Here’s hoping you have a great writing day!

Writing, rejection and ‘procrastination’



Writing is an emotional activity.  We like to pretend, in academic contexts, that when we write formally, we also write with some objective distance.  Yet anyone who has received a rejection letter from a journal or feedback from a thesis supervisor will know how painful it can be.  Our reactions are not objective at all.  Things tend to get a bit mixed up in academic writing.  Our self-esteem, notions of intelligence, standing in the community, pride, and confidence all become intermingled in our writing.  So if our writing gets critiqued, so do all these other aspects of our selves – at least in our minds.  Rejection of our writing becomes equated with rejection of who we are, evidence of our lack of intelligence now exposed for the world to see, and proof that we are not really academic enough to belong in this world.  As you are reading this, you are aware of how ludicrous this all is but in the moment when you receive a rejection of your writing, all these thoughts pass through your head.

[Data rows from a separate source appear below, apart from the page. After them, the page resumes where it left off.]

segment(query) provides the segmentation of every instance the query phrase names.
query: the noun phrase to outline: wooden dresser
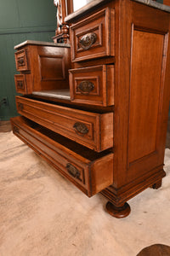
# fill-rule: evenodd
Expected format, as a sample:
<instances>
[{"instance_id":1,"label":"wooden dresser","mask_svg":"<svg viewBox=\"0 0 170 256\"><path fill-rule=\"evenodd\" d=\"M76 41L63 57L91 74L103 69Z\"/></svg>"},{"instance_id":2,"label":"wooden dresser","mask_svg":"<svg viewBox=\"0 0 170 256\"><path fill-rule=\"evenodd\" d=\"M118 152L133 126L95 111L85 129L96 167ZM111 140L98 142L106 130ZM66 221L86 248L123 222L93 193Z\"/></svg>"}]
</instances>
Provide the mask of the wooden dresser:
<instances>
[{"instance_id":1,"label":"wooden dresser","mask_svg":"<svg viewBox=\"0 0 170 256\"><path fill-rule=\"evenodd\" d=\"M94 0L65 16L54 38L63 44L15 47L16 90L24 96L16 96L21 116L11 119L13 131L123 218L127 201L160 188L165 176L170 8Z\"/></svg>"}]
</instances>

You only need to receive one set of negative feedback on your writing to experience painful emotions.  In a lifetime of writing at school and then university, we experience many, many negative emotions around writing.  It is not surprising, then, that your body, your entire being, will want to get up from your writing desk and find something comfortable to do rather than write.  Getting a doughnut (instead of writing) will make you feel satisfied and content.  Cleaning the floor/walls/etc (instead of writing) will make you feel in control, virtuous and worthy.


If the writing is high stakes – something we feel strongly about or if we write for an important audience – the more we anticipate the adverse response and negative emotions we feel we are likely to experience.  In these cases, it becomes much harder to get the writing done and much easier to find something else to do.


Sometimes we experience positive emotions when we receive a good review or our thesis supervisor is happy with our work.  But often we rationalise these positive emotions as ‘once off’ or ‘lucky’ and we put it down to the exception rather than the rule.  The more positive experiences we have, the more we are likely to persevere when we experience rejection.  That’s why more experienced academic writers get to a point where they don’t mind journal reviewers’ comments because they can see the value in them and feel the ultimate satisfaction when the paper is finally published.


The reason why I’m harping on about negative emotions and writing is because many people stop writing and move into non-writing careers after experiencing a painful rejection.  Others try to persevere but suffer from ‘procrastination’ or writer’s block.  Still others leave the rejected paper/chapter, no matter how important it is, and don’t re-write or resubmit.  They move onto safer topics.  This is the real danger of negative emotions from writing – that it shifts us away from what we want to write about in the way we want to write about it.


What can you do?  Write about your experiences of receiving a rejection.  Share your experiences with others.  There’s nothing like hearing someone else’s story to put yours into perspective especially if there is humour involved.  Think about critical incidences in your writing career. Have there been moments/incidents that caused you to shift from your original path? Draw (scribble) your emotions when it comes to writing.  Write ‘I feel…’ paragraphs about aspects of writing such as getting negative feedback.  The more you recognise what you are experiencing, the more you will be able to deal the urge to get up and do something else.